I was reminded of how quickly the very closest to the king can be exiled from power by the recent 850th anniversary of the martyrdom of Thomas Becket. On 29 December I attended the evensong service in Canterbury cathedral to mark the 850th anniversary of his murder.
As every British schoolboy knows – or used to know – it was whilst celebrating Vespers on 29 December 1170, around 5.30pm, that Archbishop Thomas à Becket was hacked to death by four knights loyal to Henry II in the north-west transept.
Exactly 850 years to the hour that Becket’s head was left severed on the bloodied stone floor, I stood close to the very ‘Martyr’s Door’ (the door is the original) through which the knights had barged after Becket had ordered the doors to be opened, knowing full well the fate that awaited him.
The dramatic events of that infamous night were to change British history with Becket canonised as a saint in 1173. His shrine at the cathedral swiftly became one of the most popular pilgrimage destinations in Europe.
Normally, on 29 December, the Dean of Canterbury and the Archbishop of Canterbury lead a special candle-lit evensong service in the packed cathedral, which stops off – like a passion play – at the various parts of the cathedral where the infamous events of December 1170 took place.
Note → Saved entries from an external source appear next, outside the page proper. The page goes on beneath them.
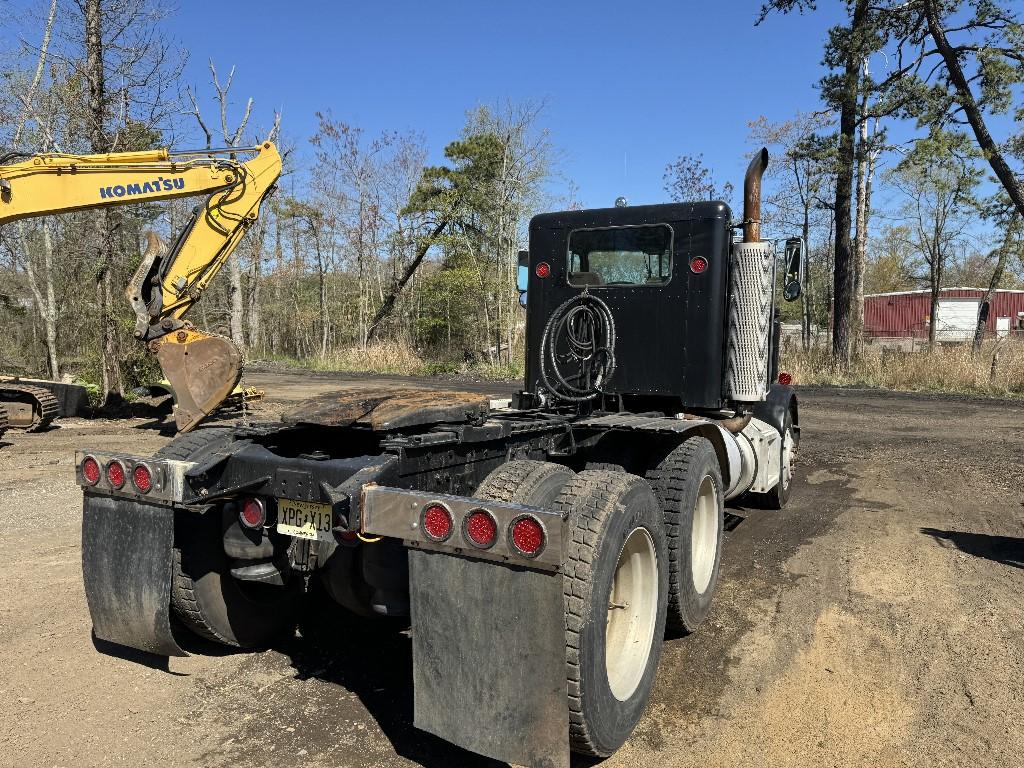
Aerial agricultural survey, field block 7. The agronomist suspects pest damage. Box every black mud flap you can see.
[409,550,569,768]
[82,493,187,656]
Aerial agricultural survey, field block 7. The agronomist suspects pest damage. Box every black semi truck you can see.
[77,151,803,766]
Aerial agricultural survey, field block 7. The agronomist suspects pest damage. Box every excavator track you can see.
[0,381,60,432]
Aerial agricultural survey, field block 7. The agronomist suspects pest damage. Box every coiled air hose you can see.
[541,291,615,402]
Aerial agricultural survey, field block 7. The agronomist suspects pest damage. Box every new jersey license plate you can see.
[278,499,334,542]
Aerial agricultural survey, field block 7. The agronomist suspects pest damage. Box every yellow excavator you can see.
[0,141,281,432]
But this 850th anniversary year, the congregation was reduced to perhaps 80 members of the public. In the dean’s introduction to this “very significant act of worship”, which began “as darkness falls”, the Very Rev Robert Willis reminded the audience that it was because of Becket’s martyrdom that “a flowering of pilgrimage began” to Canterbury.
This year over 1,000 events were planned to celebrate the double Becket 2020 anniversary, including the loan – from the papal church of Santa Maria Maggiore in Rome – of the blood-splattered ‘tunicle’ (vestment) worn by St Thomas Becket during his fateful last Vespers as archbishop. Alas, most were cancelled or postponed including the “Thomas Becket: Murder and Making of a Saint” exhibition at the British Museum (this is now rescheduled to open in April 2021).